Most of these calls are a kid having a hard moment, not a kid in a problem situation. Some are the latter. The 10-minute conversation does the triage.
Listen first. Don’t fix. Let them tell you the whole story. Don’t interrupt to defend the counselor or to offer solutions. The first three minutes of the call should be 90 percent kid talking.
Ask three clarifying questions, in order.
-
“What did the counselor say or do specifically?” Get the actual incident, not the kid’s interpretation. “She was mean” is interpretation. “She told me to be quiet at lunch when I was the only one talking” is the actual thing.
-
“What do other kids think of this counselor?” The “everybody hates her” answer is often inaccurate. Asking specifically usually reveals that one or two kids feel similarly and many are fine.
-
“Is there an adult at camp you do feel okay talking to?” Even if the counselor is the problem, there is usually another adult at camp the kid can use as a backup. Knowing that name matters.
The triage.
If the answers describe normal counselor stuff (boundary-setting, lights-out enforcement, breaking up clique behavior), the kid is having a frustration. Help them name it as frustration, not as “this counselor is bad.” Coach them on what to try tomorrow.
If the answers describe a pattern (the counselor singles them out, makes them feel embarrassed in front of others, has done this for several days), it’s worth a call to the camp director. Not a “come get me” call. A “I want to flag this so you know what’s happening” call. Most camp directors take it seriously and reassign the counselor’s role with that kid.
If the answers describe anything that crosses a line (any inappropriate behavior, isolation that feels punitive, anything that makes the kid feel unsafe), pick the kid up.

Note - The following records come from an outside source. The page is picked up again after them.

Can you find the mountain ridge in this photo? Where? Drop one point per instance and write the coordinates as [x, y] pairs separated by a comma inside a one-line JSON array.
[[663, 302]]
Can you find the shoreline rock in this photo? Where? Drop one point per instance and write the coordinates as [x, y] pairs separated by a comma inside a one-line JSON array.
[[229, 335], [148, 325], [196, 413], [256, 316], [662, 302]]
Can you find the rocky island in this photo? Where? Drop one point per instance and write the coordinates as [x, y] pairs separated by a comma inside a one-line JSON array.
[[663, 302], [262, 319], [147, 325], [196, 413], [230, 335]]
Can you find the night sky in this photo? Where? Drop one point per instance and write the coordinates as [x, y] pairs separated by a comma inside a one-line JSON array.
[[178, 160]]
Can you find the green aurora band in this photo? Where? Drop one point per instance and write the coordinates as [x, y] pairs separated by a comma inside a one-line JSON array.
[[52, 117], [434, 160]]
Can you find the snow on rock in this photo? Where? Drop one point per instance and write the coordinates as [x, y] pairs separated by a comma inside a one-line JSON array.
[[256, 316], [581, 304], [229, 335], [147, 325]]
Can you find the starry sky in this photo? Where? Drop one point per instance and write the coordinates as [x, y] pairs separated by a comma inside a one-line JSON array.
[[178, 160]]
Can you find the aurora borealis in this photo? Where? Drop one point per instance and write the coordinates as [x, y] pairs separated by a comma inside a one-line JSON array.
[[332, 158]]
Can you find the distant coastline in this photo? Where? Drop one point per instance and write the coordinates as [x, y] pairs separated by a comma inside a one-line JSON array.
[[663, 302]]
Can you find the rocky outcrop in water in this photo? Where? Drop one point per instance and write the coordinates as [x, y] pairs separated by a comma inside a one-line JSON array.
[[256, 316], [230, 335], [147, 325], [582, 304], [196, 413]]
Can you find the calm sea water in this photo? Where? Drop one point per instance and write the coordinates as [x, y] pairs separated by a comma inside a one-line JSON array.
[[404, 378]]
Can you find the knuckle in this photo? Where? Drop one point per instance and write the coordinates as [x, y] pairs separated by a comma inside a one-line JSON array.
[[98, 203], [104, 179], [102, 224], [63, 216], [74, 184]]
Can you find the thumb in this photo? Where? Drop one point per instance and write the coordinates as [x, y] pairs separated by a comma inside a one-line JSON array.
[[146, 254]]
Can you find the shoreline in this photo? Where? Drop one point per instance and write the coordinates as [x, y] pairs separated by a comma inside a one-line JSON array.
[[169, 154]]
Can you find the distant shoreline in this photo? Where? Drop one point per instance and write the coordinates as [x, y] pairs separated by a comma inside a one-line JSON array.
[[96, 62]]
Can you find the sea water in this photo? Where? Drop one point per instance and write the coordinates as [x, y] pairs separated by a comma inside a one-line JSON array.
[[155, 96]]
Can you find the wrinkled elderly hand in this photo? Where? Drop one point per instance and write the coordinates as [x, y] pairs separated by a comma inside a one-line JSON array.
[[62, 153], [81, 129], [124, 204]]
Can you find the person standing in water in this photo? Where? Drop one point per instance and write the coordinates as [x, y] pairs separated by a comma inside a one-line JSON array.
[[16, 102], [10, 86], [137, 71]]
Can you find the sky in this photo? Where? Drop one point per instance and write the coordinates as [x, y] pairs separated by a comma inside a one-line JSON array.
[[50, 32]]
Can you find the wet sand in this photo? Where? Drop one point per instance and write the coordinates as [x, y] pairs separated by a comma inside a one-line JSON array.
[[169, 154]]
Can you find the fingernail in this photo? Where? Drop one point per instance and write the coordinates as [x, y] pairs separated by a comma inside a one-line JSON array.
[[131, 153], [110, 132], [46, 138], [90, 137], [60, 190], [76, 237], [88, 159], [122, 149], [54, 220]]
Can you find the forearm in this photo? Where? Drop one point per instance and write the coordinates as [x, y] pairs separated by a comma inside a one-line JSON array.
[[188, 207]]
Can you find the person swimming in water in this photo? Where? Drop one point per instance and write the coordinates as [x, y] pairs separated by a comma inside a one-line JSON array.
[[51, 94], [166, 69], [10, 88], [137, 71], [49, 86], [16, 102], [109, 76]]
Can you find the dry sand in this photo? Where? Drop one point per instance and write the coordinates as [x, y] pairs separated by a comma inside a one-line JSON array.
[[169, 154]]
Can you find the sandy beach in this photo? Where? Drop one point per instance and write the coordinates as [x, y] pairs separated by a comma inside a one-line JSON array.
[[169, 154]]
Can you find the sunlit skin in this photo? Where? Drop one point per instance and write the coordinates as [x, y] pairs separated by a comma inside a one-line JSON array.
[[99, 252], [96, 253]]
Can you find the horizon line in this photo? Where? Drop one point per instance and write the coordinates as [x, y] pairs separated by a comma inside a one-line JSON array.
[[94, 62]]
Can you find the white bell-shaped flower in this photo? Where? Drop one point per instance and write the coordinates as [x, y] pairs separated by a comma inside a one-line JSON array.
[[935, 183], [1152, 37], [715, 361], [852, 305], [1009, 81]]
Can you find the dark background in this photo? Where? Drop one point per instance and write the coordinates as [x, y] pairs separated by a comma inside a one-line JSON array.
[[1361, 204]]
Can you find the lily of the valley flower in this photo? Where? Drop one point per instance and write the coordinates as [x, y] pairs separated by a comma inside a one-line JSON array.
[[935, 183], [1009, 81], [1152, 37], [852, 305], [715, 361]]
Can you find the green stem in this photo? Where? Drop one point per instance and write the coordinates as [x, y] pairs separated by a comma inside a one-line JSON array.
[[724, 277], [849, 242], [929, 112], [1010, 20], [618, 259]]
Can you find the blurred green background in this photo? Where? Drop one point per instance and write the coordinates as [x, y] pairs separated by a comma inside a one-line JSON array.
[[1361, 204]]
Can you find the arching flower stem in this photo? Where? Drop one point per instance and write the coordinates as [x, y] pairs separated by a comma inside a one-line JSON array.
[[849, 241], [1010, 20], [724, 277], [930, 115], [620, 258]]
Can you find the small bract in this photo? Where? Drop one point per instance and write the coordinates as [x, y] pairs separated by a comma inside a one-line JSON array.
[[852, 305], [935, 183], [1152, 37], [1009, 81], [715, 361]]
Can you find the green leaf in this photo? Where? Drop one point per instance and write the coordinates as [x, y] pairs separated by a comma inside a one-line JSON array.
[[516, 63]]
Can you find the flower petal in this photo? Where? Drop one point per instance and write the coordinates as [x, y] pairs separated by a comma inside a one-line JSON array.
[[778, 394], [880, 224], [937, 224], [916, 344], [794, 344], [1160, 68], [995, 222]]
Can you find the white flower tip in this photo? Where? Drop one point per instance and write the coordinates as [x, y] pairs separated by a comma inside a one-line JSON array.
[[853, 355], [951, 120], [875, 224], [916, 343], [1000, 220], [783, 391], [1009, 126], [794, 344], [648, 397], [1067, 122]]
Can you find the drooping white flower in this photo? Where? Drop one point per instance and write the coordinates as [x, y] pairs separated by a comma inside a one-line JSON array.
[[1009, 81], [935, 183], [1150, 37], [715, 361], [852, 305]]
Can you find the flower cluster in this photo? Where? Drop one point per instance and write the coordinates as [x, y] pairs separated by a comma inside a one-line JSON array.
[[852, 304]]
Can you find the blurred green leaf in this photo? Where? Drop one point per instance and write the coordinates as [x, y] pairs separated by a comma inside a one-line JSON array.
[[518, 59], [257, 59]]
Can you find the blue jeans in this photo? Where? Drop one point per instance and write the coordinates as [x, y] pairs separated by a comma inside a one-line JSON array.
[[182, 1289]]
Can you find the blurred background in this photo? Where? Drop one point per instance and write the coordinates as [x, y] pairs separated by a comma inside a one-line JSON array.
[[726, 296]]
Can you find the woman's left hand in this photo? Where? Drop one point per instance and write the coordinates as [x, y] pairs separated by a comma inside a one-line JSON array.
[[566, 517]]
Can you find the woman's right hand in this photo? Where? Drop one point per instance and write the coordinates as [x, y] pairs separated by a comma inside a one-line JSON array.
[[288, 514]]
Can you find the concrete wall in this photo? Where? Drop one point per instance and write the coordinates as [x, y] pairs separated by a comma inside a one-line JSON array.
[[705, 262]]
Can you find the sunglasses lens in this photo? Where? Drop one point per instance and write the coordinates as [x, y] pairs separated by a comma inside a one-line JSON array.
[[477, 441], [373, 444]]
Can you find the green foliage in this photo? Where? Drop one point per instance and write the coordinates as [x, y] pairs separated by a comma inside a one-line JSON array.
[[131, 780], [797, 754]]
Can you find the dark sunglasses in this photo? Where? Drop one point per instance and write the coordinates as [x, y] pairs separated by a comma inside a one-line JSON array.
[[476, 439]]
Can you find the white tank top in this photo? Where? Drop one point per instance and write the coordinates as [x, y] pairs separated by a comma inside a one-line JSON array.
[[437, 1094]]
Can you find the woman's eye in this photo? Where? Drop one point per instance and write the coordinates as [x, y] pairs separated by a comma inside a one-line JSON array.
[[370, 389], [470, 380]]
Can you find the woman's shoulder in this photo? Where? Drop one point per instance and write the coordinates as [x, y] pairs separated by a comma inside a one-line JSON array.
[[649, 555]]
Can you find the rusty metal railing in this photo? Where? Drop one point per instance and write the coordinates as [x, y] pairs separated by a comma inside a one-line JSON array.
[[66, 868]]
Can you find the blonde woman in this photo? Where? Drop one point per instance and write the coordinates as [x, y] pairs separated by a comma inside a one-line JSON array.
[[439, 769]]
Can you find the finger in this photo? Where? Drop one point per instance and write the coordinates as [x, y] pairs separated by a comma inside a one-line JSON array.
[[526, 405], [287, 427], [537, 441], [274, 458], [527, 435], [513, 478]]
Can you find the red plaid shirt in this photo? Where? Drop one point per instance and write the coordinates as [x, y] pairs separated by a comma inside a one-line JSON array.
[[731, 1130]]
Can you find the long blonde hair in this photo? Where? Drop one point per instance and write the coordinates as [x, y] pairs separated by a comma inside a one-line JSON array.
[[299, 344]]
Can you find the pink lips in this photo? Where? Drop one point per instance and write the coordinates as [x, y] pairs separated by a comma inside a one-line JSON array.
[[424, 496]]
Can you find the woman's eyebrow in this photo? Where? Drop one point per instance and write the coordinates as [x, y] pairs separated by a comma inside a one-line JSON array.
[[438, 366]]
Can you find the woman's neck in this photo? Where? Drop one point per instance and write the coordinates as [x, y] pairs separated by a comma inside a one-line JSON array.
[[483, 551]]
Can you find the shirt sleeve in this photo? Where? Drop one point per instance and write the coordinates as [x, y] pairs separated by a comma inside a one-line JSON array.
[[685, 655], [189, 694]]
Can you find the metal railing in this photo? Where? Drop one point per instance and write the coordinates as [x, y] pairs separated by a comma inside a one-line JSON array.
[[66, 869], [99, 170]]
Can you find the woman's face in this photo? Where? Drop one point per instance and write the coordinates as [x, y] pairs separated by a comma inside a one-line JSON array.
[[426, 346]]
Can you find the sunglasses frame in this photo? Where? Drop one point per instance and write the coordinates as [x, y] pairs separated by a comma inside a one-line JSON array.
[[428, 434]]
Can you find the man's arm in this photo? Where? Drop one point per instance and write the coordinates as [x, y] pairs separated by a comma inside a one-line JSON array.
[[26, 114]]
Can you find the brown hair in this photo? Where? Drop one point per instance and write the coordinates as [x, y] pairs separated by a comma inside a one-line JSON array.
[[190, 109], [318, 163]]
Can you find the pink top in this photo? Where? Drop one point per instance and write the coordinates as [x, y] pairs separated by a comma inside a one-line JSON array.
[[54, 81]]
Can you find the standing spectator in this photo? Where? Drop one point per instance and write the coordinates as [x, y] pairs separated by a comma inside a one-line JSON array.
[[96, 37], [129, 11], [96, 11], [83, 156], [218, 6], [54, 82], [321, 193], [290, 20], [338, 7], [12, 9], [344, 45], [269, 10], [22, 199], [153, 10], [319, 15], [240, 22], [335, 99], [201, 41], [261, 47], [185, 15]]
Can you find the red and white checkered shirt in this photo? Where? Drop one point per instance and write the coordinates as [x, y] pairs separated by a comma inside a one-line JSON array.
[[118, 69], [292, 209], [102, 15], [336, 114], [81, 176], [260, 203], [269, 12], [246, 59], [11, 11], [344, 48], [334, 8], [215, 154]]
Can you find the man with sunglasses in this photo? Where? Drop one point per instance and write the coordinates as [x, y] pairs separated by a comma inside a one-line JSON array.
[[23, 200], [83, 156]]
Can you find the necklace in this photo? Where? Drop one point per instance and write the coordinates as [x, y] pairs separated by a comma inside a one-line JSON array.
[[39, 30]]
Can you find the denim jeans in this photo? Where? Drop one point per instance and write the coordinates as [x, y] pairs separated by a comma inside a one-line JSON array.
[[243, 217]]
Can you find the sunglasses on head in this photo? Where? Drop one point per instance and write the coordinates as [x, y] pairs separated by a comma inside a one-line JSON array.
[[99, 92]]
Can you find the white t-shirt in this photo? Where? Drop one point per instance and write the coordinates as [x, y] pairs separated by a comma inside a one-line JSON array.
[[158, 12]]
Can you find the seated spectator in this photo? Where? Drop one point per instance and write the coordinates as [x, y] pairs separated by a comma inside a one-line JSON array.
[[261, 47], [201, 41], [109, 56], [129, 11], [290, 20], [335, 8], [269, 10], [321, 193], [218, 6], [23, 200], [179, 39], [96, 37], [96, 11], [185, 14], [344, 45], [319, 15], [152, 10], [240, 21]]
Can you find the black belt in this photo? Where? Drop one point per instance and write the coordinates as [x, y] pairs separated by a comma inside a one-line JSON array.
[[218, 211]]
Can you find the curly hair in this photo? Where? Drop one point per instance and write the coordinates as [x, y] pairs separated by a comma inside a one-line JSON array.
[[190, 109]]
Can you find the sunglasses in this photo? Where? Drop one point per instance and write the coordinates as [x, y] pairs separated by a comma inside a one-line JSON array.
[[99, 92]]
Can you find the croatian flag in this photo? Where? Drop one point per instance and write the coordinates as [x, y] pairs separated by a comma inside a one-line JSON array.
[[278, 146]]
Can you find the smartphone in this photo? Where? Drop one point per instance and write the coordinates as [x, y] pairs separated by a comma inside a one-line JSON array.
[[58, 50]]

Don’t second-guess. The kid telling you about it took courage and they need to see action.
The line that helps: “I hear you. Tomorrow is a new day. Let’s see how it goes. If it’s still bad on Friday, we’ll talk about what to do.” This holds the door open without overreacting and without dismissing.
The line that hurts: “Just toughen up, you’ll be fine.” This teaches the kid not to call you next time something is actually wrong.
The kid who calls you when something at camp is hard is the kid who will keep calling you when something at school is hard, and at college, and at their first job. Treat the call as the long-term skill it is.